Ecology: Eaten history

Mol. Ecol. 12, 3467–3475 (2003)

In arable fields, spiders help in pest control by consuming large numbers of aphids. But aphids have poor nutritional value, and are sometimes toxic. By investigating the contents of spiders' stomachs using DNA-based techniques, N. Agustí and colleagues provide a new angle on the importance of springtails (Collembola) in the spider diet.

The researchers developed genetic markers that allowed them to amplify and identify the mitochondrial DNA of three species of Collembola in the gut contents of money spiders. They say that this is the first time such techniques have been used to identify prey species from the guts of wild-living arthropods.

The spiders preferred to eat the largest collembolan, Isotoma anglicana — this springtail was heavily represented in their stomachs, even though it is relatively rare in the wild. Agustí and colleagues point out that farming methods that increase the population density of this species could boost spider numbers, and so have a beneficial knock-on effect on pest control.

John Whitfield

Developmental biology: Serpin takes its Toll

Dev. Cell doi:10.1016/S1534580703003381 (2003)

Curr. Biol. doi:10.1016/S0960982203008303 (2003)

The back of most creatures, the dorsal side, is different to the belly, or ventral side. In the fruitfly Drosophila, such lopsided development stems in part from local activation of the Toll signalling pathway. Two groups — Carl Hashimoto et al. and Petros Ligoxygakis et al. — have now identified a serine protease inhibitor, a serpin, that is essential to blunt Toll signalling and confine it to ventral areas.
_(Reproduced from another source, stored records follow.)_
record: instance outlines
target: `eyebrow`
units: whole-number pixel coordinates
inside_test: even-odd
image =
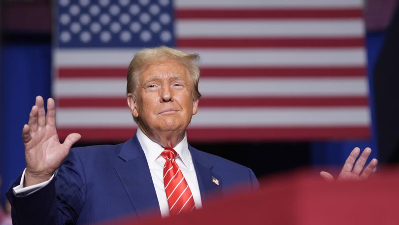
[[[177,76],[174,74],[171,75],[168,75],[173,80],[184,80],[182,77]],[[153,75],[150,77],[148,79],[144,80],[144,83],[146,84],[147,83],[152,82],[155,81],[160,78],[160,76],[159,75]]]

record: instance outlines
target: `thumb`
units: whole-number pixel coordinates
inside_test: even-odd
[[[334,177],[331,175],[331,173],[326,172],[322,171],[320,172],[320,176],[322,177],[325,181],[334,181]]]
[[[79,139],[80,139],[81,137],[82,136],[77,133],[69,134],[66,137],[66,138],[65,139],[65,141],[64,141],[64,143],[63,143],[63,145],[65,146],[66,149],[68,150],[70,149],[72,146],[73,145],[75,142],[78,141]]]

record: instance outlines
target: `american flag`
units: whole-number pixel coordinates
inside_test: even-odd
[[[368,138],[362,0],[59,0],[59,134],[122,141],[128,66],[145,47],[199,53],[194,141]]]

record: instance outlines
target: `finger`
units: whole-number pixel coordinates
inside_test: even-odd
[[[46,112],[44,111],[44,101],[40,96],[36,96],[36,105],[38,110],[38,118],[37,124],[39,126],[46,125]]]
[[[32,110],[29,113],[29,121],[28,122],[33,131],[35,131],[37,129],[38,113],[37,107],[35,105],[33,106]]]
[[[371,153],[371,149],[369,148],[366,148],[363,150],[360,157],[359,157],[358,161],[355,164],[355,166],[353,167],[353,172],[357,175],[360,174],[360,173],[363,170],[363,167],[365,167],[367,159]]]
[[[320,172],[320,176],[326,181],[334,181],[334,177],[329,172],[322,171]]]
[[[47,99],[47,114],[46,115],[46,124],[55,126],[55,103],[51,98]]]
[[[64,142],[64,143],[63,143],[63,146],[64,146],[66,149],[69,150],[72,147],[72,146],[73,145],[75,142],[78,141],[79,139],[80,139],[81,137],[82,136],[77,133],[69,134],[69,135],[66,137],[66,138],[65,139],[65,141]]]
[[[356,160],[356,158],[358,157],[359,153],[360,152],[360,149],[359,148],[355,148],[352,150],[349,156],[345,161],[345,164],[342,167],[342,169],[341,170],[341,173],[342,172],[352,172],[352,169],[353,168],[353,164]]]
[[[378,164],[378,160],[377,159],[373,158],[371,159],[370,163],[368,163],[367,167],[363,170],[362,175],[360,175],[360,178],[362,179],[366,179],[368,178],[370,175],[373,173],[377,167],[377,164]]]
[[[24,125],[24,127],[22,128],[22,140],[24,141],[24,143],[29,142],[31,139],[32,139],[30,131],[31,128],[29,127],[29,125],[28,124]]]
The Toll pathway is turned on by a cascade of proteases, enzymes that cut up other proteins. The fluid surrounding the Drosophila embryo contains proteases with names such as Gastrulation defective, Snake and Easter, which cut and activate one another consecutively at the ventral side of the embryo. Finally, active Easter slices the protein Spätzle and a piece of the latter activates the Toll receptor protein. But activating Easter locally is not enough to confine Toll signalling ventrally.
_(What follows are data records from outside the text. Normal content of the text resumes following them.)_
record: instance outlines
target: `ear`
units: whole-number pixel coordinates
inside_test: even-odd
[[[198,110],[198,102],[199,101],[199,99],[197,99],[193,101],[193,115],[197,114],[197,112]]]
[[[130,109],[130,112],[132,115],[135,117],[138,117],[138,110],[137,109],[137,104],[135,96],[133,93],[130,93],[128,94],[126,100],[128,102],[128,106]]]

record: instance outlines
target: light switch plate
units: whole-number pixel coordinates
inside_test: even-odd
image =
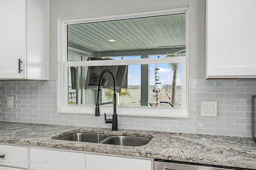
[[[201,101],[201,116],[217,117],[217,102]]]
[[[6,99],[7,100],[6,107],[13,109],[13,96],[6,96]]]

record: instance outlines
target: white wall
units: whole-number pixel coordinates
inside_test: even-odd
[[[57,78],[57,19],[188,4],[190,79],[205,78],[205,0],[50,0],[50,79]]]

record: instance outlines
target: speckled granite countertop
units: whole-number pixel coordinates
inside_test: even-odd
[[[147,144],[128,147],[54,139],[74,132],[97,133],[97,128],[0,122],[0,143],[256,169],[252,138],[133,130],[99,133],[152,137]]]

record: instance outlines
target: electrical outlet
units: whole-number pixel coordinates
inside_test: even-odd
[[[7,103],[6,107],[10,109],[13,109],[13,96],[6,96]]]
[[[201,116],[217,117],[217,102],[201,101]]]

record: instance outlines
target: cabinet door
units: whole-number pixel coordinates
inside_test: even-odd
[[[35,170],[84,170],[85,154],[30,149],[30,169]]]
[[[0,170],[24,170],[24,169],[16,169],[12,168],[2,167],[0,166]]]
[[[0,1],[0,78],[25,77],[26,0]],[[19,73],[19,59],[22,61]]]
[[[0,145],[0,155],[4,155],[4,158],[0,158],[0,165],[28,168],[28,150],[26,147]]]
[[[152,170],[152,160],[86,154],[86,170]]]
[[[207,78],[256,77],[256,1],[206,4]]]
Activation of the Toll pathway bears a striking resemblance to the blood-clotting cascade, in which proteases are turned on at the site of tissue damage and serpins inactivate the ones that diffuse away. Both groups followed up this connection in Drosophila. A serpin-like gene indeed emerged that seems necessary and sufficient to keep Easter activity in check in developing flies. These findings suggest that inhibition of proteases by serpins may be a general mechanism for spatially controlling biological processes.